Building MoveLM: A large language model dedicated to the enterprise

Stefan Baumann, Machine Learning Engineer

Desmond Chan, Machine Learning Engineer

Jun Choi, Engineering Manager

Chang Liu, Director, Engineering

Andrew Mairena, Group Product Manager

The rise of large language models has ushered in a new era of conversational AI. Yet, when deployed in complex enterprise settings, even the most capable models can stumble. These models struggle with specialized terminology, procedural nuances, and industry-specific data.

To excel in the workplace, an AI needs more than raw technical prowess — it requires extensive training on comprehensive, domain-specific data.

Today, we’ll dive into MoveLM™, a large language model customized for the workplace. MoveLM marks a major milestone in our mission to develop large language models with enterprise expertise. Through meticulous data annotation, state-of-the-art data generation, specialized training, and rigorous benchmarking, we have created an LLM designed explicitly to tackle the enterprise tasks that hold your people back.

While LLMs such as OpenAI’s GPT-4 boast impressive technical benchmarks, MoveLM outpaces them on tasks that matter most to your business — understanding custom workflows, interpreting industry data, and even adapting its communication style. It also provides blazingly fast response times through advanced inference optimization, all without using customer data for model training.

Today, we’ll provide an inside look at the methodologies that enabled MoveLM's unprecedented effectiveness, discussing: 

  • The specialized enterprise data curated to train MoveLM's understanding of the workplace
  • The rigorous training process that shapes MoveLM's conversational abilities
  • The enterprise-focused testing to evaluate MoveLM's performance
  • The proactive risk management strategies integrated throughout MoveLM's development


MoveLM's enterprise training data advantage

Moveworks' machine learning thrives on our dedication to curating specialized enterprise data.
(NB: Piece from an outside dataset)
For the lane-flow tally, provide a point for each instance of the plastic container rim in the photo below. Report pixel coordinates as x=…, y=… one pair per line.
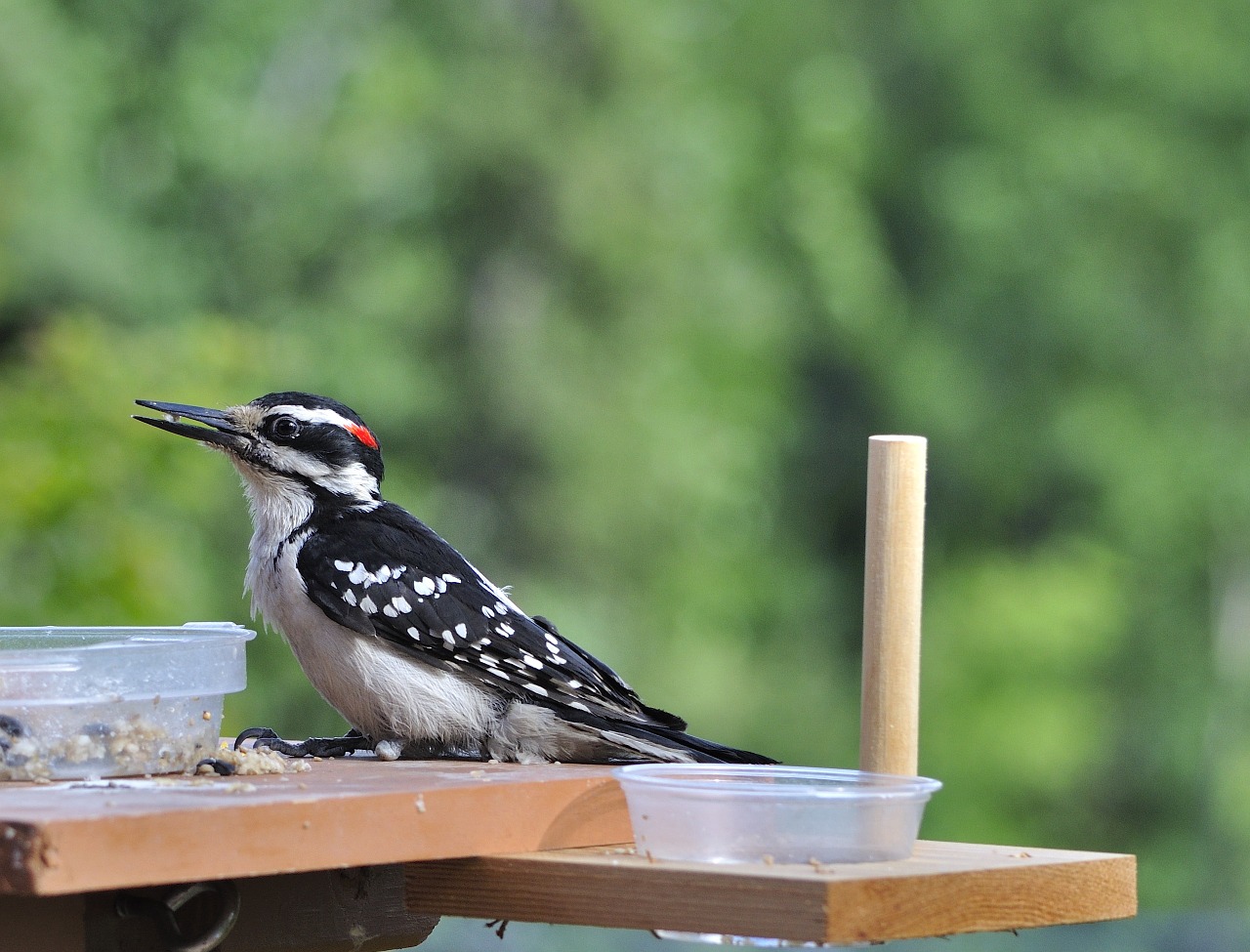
x=741, y=780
This high-quality training data enables MoveLM to achieve a nuanced understanding of how employees ask for help at work.

Over six years, Moveworks has aggregated over 500 million support tickets, facilitated approximately 14 million bot conversations, ingested over 400,000 knowledge base articles, and collected over 35,000 forms. This comprehensive enterprise dataset powers MoveLM's abilities to handle real-world business scenarios.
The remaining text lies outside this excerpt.